We should probably be using Writer.pl’s CopyBlock in a separate subroutine anyways.

Either that, or maybe: 1) re-order the dataBlocks by pos and then dump each dataBlock; or 2) keep track of pos, size, and pad, and then dump from the lowest pos for the sum of ($size + $pad).

ggbutcher · May 13, 2021, 4:11am

Nice work with exiftool…

Tomorrow, I’m going to take a look at the libraw routines to see if there’s a simple code insertion at the discovery of each image byte that could save them as the routine goes about it’s business. I think a libraw solution will be easier to incorporate in a program…

rt985426 · May 13, 2021, 4:27am

[Ugh, I reached my maximum post count for the day again, so I have to switch back to my other account…]

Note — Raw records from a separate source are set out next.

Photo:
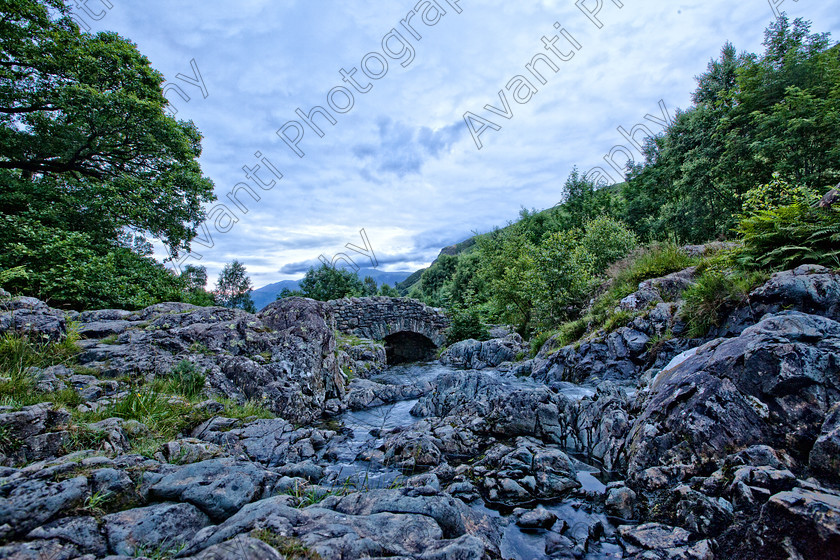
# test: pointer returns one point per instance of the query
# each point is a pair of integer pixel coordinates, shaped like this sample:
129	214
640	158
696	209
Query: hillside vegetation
748	162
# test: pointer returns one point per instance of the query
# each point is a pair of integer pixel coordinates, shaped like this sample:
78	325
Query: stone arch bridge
411	330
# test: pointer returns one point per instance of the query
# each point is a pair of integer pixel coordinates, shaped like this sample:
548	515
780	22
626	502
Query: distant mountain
267	294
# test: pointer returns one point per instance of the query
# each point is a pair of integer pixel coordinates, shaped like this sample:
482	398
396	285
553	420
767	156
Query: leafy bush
608	240
788	236
184	380
466	324
563	275
714	293
656	261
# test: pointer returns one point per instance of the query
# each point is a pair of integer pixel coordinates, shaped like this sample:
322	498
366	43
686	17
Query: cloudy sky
401	162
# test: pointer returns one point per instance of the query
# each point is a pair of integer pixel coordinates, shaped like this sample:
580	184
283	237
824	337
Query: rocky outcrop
285	356
472	354
380	523
360	357
718	448
772	385
30	316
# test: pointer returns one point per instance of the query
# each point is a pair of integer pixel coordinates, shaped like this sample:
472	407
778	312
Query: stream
517	544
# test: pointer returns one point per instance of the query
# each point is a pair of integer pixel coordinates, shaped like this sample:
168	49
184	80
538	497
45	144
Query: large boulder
32	317
825	455
218	487
284	357
802	524
374	524
770	385
473	354
160	528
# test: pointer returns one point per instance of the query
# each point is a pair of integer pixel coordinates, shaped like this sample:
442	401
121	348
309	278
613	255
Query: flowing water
518	544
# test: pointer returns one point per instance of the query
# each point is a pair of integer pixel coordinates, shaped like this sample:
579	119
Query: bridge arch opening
404	347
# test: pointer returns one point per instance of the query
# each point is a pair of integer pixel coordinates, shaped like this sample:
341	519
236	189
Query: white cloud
401	164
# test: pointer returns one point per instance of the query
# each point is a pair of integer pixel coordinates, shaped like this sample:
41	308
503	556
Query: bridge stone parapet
379	318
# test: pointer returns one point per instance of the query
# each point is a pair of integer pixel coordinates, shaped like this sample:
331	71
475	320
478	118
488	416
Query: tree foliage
91	166
233	289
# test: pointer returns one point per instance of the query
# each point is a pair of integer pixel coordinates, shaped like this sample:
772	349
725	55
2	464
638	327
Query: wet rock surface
722	447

exiftool apparently also reorders the dataBlocks sequentially by position when necessary on the first write to file.

So I’m not sure the best way to handle this since the sections of the before and after files that contain the raw image data are now not identical.

But after the first write, the sections of the files that contain the raw image data appear to not change on subsequent writes.

Maybe it would be better to use the sorted dataBlocks to calculate hashes, even though that’s different than my original goal of using the data as it exists in the file.

But this way, the reordered raw image data would still be immutable and not necessarily dependent on software, version, or runtime parameters.

It’s one extra step in the calculation that you’d have to port to other software implementations, e.g. one using libraw.

heckflosse · May 13, 2021, 10:37am

I increased your level for both accounts.